Au premier chef, le conseil planifie la relève du pdg de l'entreprise. Pour Jacqueline Codsi, qui est administratrice de sociétés certifiée (ASC) et membre de trois conseils, confier cette responsabilité uniquement au pdg actuel est une erreur. «Il n'a pas toute l'objectivité nécessaire, car on a souvent tendance à embaucher une personne qui nous ressemble. Or, selon l'évolution de l'entreprise, un clone du président n'est pas nécessairement ce dont elle a besoin.»
Le conseil doit donc déterminer le profil de compétences le plus approprié aux orientations et s'assurer d'avoir en réserve des candidats à haut potentiel. Et cela, avant que le pdg ne soit sur le point de partir ! Car la succession a plus de chances de réussir si elle est bien préparée et qu'elle provient de l'interne, selon la CRHA. «S'il n'y a pas de relève à l'interne, on la recrute à l'externe le plus tôt possible. Elle aura le temps de s'adapter à la culture et de développer sa crédibilité.»
Serge Régnier, ASC et CRHA, était vice-président aux ressources humaines de Gaz Métro en 2005 quand le conseil d'administration a lancé un plan de succession à la présidence.
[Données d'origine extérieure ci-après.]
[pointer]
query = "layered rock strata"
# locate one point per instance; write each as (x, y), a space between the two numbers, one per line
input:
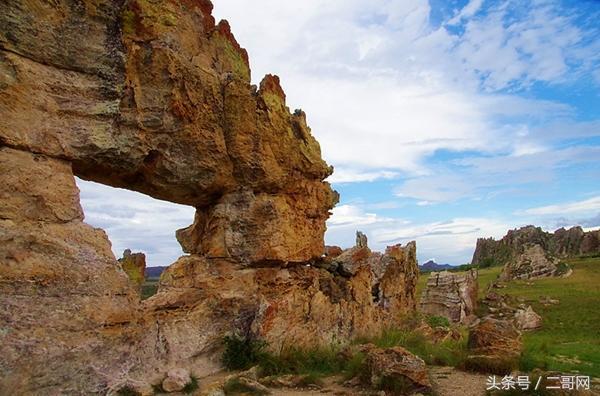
(452, 295)
(69, 315)
(156, 97)
(134, 265)
(494, 346)
(297, 306)
(562, 243)
(534, 263)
L'objectif ? Évaluer la relève à l'interne, repérer des candidats prometteurs dotés d'un profil développement d'affaires et les préparer à prendre éventuellement les rênes. Ce processus, mené dans les règles de l'art, s'est étalé sur plus de deux ans.
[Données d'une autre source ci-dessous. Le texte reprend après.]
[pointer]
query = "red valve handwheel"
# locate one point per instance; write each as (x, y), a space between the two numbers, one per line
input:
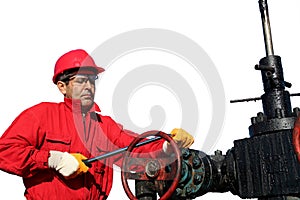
(162, 175)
«Les candidats retenus ont été sortis de leur zone de confort, exposés à divers défis et évalués régulièrement», raconte-t-il. Le conseil, qui suivait de près leur développement, a finalement nommé en 2007 Sophie Brochu présidente et chef de la direction. «C'est un excellent choix, car elle fait du très bon travail», dit Serge Régnier.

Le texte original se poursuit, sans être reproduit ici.